A Sharm el-Sheikh cala il sipario su Cop27. Si è concluso dopo una trattativa estenuante l’appuntamento annuale della Conferenza delle Nazioni Unite sui cambiamenti climatici. Raggiunto lo storico accordo sul loss and damage, un fondo per risarcire i Paesi in via di sviluppo colpiti dalla crisi climatica. USA e UE i grandi delusi: pochi progressi, occasione sprecata. E sulla riduzione delle emissioni c’è ancora tanto da lavorare.
Cop27: il fondo per le perdite e i danni
Erano cominciati nella polemica, i lavori, due settimane fa, con attivisti da tutto il mondo che condannavano la scelta di ospitare la Conferenza in un Paese, l’Egitto, noto per le continue violazioni dei diritti umani. E sono proseguiti nel caos generale: trenta ore di ritardo sulla tabella di marcia, sedute slittate, il sospetto che il negoziato potesse saltare da un momento all’altro. Poi, all’alba del 20 novembre, la notizia che Cop27 si era conclusa.
Nel documento finale, si legge increduli, c’è l’intesa sul loss and damage, il fondo per risarcire i Paesi colpiti dagli effetti di una crisi climatica che non hanno contribuito a causare. Era da un tempo lunghissimo che si chiedeva l’introduzione di un meccanismo di aiuti economici. Dopo quasi trent’anni di battaglie, i ‘piccoli’ hanno fatto sentire la propria voce, ottenendo che le storiche potenze inquinanti finanzino quella che già in molti definiscono una prima sentenza di giustizia climatica.
L’onere di risarcire i danni provocati dal cambiamento climatico ricade su Stati Uniti, Unione Europea, Canada, Australia, Nuova Zelanda e Giappone. I quali chiederanno presto all’ONU di includere nella lista di ‘donatori’ anche le assenti Russia, Cina e India, altrettanto – o forse sarebbe il caso di dire maggiormente – responsabili dell’attuale crisi climatica. Il fondo sarà operativo entro due anni e nelle prossime settimane verrà istituito un comitato interno a Cop27 per stabilire chi, tra i 100 e più Paesi emergenti, potrà beneficiare del fondo per le perdite e i danni.

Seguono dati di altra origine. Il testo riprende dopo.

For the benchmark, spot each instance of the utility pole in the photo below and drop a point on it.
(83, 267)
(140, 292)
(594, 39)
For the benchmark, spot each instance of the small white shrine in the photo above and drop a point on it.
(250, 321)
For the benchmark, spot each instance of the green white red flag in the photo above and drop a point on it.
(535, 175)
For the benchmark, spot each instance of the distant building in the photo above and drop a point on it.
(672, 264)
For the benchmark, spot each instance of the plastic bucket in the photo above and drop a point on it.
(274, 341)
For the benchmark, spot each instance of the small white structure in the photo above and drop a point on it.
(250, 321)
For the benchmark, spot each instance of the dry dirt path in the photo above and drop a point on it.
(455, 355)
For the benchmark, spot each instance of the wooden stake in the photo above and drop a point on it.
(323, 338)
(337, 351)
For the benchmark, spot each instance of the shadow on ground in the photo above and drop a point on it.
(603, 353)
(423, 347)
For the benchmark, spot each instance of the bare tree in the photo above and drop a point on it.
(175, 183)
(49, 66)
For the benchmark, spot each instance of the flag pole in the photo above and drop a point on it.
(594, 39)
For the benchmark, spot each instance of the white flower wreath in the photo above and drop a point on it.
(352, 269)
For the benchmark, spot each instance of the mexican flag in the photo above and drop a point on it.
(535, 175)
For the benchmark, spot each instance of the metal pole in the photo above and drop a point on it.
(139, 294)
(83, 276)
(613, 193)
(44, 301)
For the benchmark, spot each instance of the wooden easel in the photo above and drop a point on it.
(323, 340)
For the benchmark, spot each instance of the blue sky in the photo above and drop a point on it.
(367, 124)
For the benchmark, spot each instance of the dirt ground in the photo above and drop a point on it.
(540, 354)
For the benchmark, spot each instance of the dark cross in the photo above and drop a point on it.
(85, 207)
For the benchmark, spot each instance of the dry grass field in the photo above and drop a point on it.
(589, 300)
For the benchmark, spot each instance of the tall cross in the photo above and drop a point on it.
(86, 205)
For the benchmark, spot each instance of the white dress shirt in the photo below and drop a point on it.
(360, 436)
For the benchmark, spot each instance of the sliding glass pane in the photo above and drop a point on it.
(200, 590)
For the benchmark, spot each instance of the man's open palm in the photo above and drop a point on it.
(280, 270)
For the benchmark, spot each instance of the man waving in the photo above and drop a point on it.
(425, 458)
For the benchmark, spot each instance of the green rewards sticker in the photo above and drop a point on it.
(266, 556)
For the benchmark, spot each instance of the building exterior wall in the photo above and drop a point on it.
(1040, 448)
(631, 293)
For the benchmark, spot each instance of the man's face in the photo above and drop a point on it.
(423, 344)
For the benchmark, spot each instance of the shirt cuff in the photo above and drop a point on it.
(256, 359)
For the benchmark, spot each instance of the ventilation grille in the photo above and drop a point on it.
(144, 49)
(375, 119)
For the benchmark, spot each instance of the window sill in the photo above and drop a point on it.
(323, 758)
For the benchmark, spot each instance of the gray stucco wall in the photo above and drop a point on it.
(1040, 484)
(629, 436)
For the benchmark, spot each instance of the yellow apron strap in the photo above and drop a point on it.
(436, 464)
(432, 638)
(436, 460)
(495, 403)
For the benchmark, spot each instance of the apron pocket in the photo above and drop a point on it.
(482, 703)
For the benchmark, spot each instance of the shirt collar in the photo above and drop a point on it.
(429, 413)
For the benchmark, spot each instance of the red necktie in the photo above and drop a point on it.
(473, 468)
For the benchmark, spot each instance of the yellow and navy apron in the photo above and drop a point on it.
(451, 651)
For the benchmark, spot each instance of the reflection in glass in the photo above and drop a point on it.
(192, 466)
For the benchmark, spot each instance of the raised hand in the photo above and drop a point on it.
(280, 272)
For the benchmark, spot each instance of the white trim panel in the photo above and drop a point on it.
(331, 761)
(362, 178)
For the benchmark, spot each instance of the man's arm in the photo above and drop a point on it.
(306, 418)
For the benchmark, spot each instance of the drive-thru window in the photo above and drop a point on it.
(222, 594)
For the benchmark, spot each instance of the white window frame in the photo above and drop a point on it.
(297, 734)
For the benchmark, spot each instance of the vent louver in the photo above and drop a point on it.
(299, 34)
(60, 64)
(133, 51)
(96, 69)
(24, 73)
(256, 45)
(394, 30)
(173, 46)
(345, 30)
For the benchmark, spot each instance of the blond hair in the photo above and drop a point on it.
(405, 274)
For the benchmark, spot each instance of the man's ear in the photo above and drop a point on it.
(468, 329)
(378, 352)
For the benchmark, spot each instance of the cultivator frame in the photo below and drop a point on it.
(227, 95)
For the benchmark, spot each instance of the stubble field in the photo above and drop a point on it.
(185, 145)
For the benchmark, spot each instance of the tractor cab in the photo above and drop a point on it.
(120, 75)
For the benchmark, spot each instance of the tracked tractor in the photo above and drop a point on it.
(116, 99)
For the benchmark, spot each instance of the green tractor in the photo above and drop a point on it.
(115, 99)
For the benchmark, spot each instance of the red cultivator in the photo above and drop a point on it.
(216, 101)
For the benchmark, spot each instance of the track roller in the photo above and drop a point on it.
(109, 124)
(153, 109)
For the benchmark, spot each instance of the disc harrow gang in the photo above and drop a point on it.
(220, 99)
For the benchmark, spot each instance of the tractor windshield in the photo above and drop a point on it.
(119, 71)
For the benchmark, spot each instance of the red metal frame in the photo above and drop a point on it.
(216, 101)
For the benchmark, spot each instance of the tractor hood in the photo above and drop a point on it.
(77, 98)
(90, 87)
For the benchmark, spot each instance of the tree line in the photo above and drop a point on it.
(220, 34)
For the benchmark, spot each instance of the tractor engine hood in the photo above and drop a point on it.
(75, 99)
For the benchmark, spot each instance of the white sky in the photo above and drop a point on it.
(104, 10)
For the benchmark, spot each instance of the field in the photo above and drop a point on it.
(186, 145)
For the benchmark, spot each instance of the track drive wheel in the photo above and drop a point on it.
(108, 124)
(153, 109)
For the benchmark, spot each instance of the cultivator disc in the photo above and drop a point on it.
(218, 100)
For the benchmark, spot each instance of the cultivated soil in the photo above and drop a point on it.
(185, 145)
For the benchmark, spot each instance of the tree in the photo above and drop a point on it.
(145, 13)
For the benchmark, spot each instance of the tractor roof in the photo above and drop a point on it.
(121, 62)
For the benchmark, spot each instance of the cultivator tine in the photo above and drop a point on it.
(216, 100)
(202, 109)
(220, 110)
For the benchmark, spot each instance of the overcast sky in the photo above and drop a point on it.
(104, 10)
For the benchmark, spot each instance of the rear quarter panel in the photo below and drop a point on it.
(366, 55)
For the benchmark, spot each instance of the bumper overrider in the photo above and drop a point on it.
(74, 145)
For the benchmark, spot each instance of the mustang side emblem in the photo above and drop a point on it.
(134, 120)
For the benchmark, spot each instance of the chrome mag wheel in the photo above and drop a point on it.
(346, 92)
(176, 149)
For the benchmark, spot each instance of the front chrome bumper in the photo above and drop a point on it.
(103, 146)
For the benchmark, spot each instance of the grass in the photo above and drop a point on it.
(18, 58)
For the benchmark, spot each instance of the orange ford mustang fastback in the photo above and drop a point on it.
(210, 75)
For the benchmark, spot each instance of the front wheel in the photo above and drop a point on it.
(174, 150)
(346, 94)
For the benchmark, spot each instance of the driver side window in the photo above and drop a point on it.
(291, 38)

Delusione per i mancati impegni
E mentre qualcuno strilla già al negoziato più importante dagli Accordi di Parigi, USA e EU si mostrano riluttanti. Frans Timmermans, capo delegazione EU alla Cop27 e vicepresidente della Commissione europea, sostiene che imporre a una decina di Paesi di finanziarne centinaia è insostenibile, le risorse non sarebbero sufficienti. «La soluzione – ha proseguito Timmermans – non è finanziare un fondo per riparare i danni, ma investire le risorse per ridurre drasticamente le emissioni di gas serra.» Tema, quello della riduzione delle emissioni, di cui si è discusso troppo blandamente.
Nelle prime ore del mattino, alle parole di Timmermans si sono aggiunte quelle di António Guterres. Dopo aver ricordato, in apertura dei lavori, che «siamo su un’autostrada per l’inferno climatico con il piede sull’acceleratore», il Segretario generale dell’ONU ha descritto il nostro pianeta come un malato ancora al pronto soccorso: «Dobbiamo ridurre le emissioni, e questo è un problema che Cop27 non ha affrontato.» Sull’affrancamento energetico dal combustibile fossile, nessuna decisione politica è stata presta. A festeggiare, ancora una volta, sono i produttori di gas e petrolio.
Il braccio di ferro tra Paesi industrializzati e non, infine, si è concluso solo grazie ai primi che hanno ceduto sul loss and damage, chiedendo in cambio che, nel testo finale, si rimarcasse la necessità di contenere l’aumento di temperatura media globale entro il limite di 1,5 °C – rispetto ai livelli preindustriali. Obiettivo già stabilito lo scorso anno alla Cop di Glasgow e che, perciò, non segna alcun passo in avanti nella lotta ai cambiamenti climatici.